Lo que había detrás del igualitarismo comunista que exportó la Unión Soviética durante 70 años fue un proyecto de rusificación muy agresivo y de esclavitud para quienes la conformaban. Países que tenían sus propios idiomas y costumbres, pero en los que obligaban a los niños a estudiar en ruso desde el primer grado y solo hasta el quinto podían hacerlo en su propia lengua. O lo ejecutaban desplazando gente a lugares lejanos, para que se casaran y así mezclarlos para extender las raíces rusas.
Lo extraño no es solo que la mayoría de gobiernos de América Latina no se conmocionen frente a la agresión y totalitarismo de Putin, sino, además, como lo sostiene el Representante Especial, Ruslán Spirin, que “varios países de la región están esperando a ver quién comienza a ganar para asumir una verdadera postura”. A lo que agrega que “es una equivocación porque el nuevo orden mundial será sin Rusia como jugador de primera línea y los países latinoamericanos podrían infortunadamente no estar en primera fila”.
Es más, Spirin sostiene que “hay países esclavos de Rusia en América Latina”. Al preguntarle si se refiere a Venezuela, Bolivia, Nicaragua y Cuba, Spirin, precisa –y matiza a la vez– al señalar que “eso es lo que dicen los analistas y se desprende de las votaciones de la ONU”.
Una posición muy en la línea con la que sostienen el expresidente Ricardo Lagos, Jorge Castañeda y Héctor Aguilar Camín en el reciente libro “La nueva soledad de América Latina”. Un texto con olvidos, como el origen del Grupo de Río en el Grupo de Contadora, o la sobrestimación de las potencialidades de China, aunque sin duda clarificador y sustancial.

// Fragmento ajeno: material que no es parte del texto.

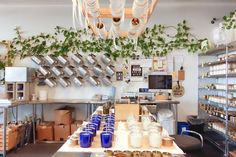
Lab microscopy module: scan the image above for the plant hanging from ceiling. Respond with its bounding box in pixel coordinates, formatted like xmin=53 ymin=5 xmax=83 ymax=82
xmin=3 ymin=21 xmax=209 ymax=59
xmin=223 ymin=10 xmax=236 ymax=29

Para Lagos, fue un gravísimo error la politización de la política exterior latinoamericana desde la llegada de Hugo Chávez al poder en Venezuela, en combinación con la de Evo Morales en Bolivia, Rafael Correa en Ecuador y Daniel Ortega en Nicaragua.
Una tendencia a la que siguen jugando varios presidentes de la región en la actualidad, con proyectos populistas o dictatoriales, con poco o ningún compromiso con la democracia. Gobiernos que hasta producen ‘diplomáticas’ condenas a Rusia en la ONU, pero que no hacen nada por materializarlas, en línea de lo que sostiene Aguilar Camín.
Claro, es entendible que países como Ecuador, Chile y Paraguay y hasta Argentina cuiden una balanza comercial muy superavitaria con Rusia. Pero resulta chocante en los casos de Bolivia, Brasil, México o Colombia, que tienen balanzas comerciales mínimas y hasta deficitarias con Rusia.
En cuanto a Colombia, es pintoresco que no se sienta ni siquiera moralmente obligado por los preceptos de democracia, libertad y estado de derecho del preámbulo de la OTAN y siendo el primer país de América Latina en ser socio global de la organización. Con socios así para qué enemigos.
Debería América Latina sacudirse y alinearse en la defensa de la democracia, aprovechar la oportunidad para estar en primera fila del nuevo orden mundial de la postguerra de Ucrania.
*Por John Mario González
Analista internacional y columnista desde Kyiv.